Back in the ancient world, papyrus sheets were glued together, and rolled up as scrolls, held horizontally (not vertically as they often are depicted in cartoons). These were the first books, originating in Egypt, and eventually spreading to Greece via the Semitic traders from Phoenicia (modern day Lebanon), from whom the Greeks adopted the alphabet, calling it Phoenician writing, from which we get the term phonetic. And from the Phoenician town of Byblos, the Greeks derived their word for book (and we get bible, bibliography, etc.), which originally referred to a single scroll. Using scrolls, you could only move forward or back in a very linear fashion, it was difficult to move around from one part of the document to another, kind of like how with videocassettes we have to fast forward or rewind, and have no random access to scenes the way we do with DVDs.

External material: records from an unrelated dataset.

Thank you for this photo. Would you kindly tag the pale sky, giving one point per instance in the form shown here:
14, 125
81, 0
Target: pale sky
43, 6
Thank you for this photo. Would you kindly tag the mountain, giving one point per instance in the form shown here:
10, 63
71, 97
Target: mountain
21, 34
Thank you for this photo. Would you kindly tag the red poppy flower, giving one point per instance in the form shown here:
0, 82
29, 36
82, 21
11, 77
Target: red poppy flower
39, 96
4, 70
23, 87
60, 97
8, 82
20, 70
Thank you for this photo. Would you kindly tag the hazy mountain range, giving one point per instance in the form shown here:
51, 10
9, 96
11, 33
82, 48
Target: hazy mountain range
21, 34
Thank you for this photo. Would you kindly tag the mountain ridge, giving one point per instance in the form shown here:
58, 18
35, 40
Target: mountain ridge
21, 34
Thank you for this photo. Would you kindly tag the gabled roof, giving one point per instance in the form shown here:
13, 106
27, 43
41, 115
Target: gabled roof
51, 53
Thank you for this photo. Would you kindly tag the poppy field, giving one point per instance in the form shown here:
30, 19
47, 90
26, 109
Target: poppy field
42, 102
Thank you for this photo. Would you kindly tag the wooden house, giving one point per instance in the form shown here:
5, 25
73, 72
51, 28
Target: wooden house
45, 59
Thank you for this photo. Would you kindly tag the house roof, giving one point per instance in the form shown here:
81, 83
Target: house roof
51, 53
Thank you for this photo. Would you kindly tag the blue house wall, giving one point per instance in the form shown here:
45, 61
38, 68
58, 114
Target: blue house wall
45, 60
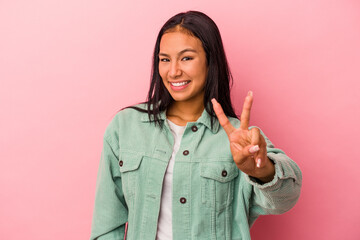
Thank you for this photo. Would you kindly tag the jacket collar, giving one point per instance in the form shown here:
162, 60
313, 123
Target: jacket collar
205, 119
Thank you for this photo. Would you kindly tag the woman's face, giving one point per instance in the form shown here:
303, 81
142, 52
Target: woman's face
182, 66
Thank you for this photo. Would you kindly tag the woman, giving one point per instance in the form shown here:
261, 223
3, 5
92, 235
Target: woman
170, 170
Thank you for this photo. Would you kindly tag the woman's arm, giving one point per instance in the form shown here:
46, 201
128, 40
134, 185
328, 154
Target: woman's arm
110, 211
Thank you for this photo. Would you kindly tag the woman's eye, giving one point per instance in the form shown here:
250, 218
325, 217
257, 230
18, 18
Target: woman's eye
187, 58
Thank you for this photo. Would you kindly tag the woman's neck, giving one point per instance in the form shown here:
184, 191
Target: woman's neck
181, 113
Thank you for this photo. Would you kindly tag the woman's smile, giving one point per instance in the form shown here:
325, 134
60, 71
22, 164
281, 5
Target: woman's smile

So scrolls were naturally limited in length, for very practical reasons, and, for example, the books of the Bible, Genesis, Exodus, Leviticus, etc., were literally separate books at one time, separate scrolls (e.g., the Dead Sea Scrolls). You also find that ancient Greek texts of some length were divided into Book I, Book II, etc., because they actually were written on more than one scroll. Later, when bound books were introduced, they became effectively chapters or sections of the volume, so that "book" came to mean both the physical volume and in this older sense, a part of the volume. And sometimes the old sense would be retrieved for stylistic reasons, so for example Tolkien's Lord of the Rings is a single novel, but the publisher decided to publish it in 3 volumes, but it actually is subdivided into 6 "books" which are sections made up of several chapters each. So if you buy a copy of The Lord of the Rings in one volume, you have one book in the sense of a physical volume, made up of 3 books as they were originally published as separate volumes (The Fellowship of the Ring, The Two Towers, The Return of the King), but also divided into six sections that Tolkien called books, implying in his fictional history that they once existed as separate scrolls or volumes themselves, but those books really only exist as a stylistic subdivision.
Scrolls could also be made of the more durable material of parchment, and it was during the Roman era that parchment pages were also bound together in the form of a codex, which was the first bound book, a new format that allowed for random access of individual pages. This new medium was adopted by the early Christian church, and became the basis of the medieval manuscript. As you may know, those manuscripts were quite large, heavy, bound in leather and sometimes metal as well. All documents had to be written by hand, and copied over and over again in various ways, sometimes via dictation. Mistakes were made, this was sometimes known as scribal corruption, but it is also true that scribes felt free to change the text as they saw fit, leave out parts they didn't like, add in whatever they wanted to, including incorporating comments others wrote in the margins. Even if just copying the text, no two copies would be exactly alike, and it was ok to create a new work that incorporated the work of older works. There was no sense of plagiarism or copyright, or of creating an entirely new, original work. Copies were generally made for personal use, or for the use of a small group. The making and selling of books was not a business.
The invention of printing changed all that.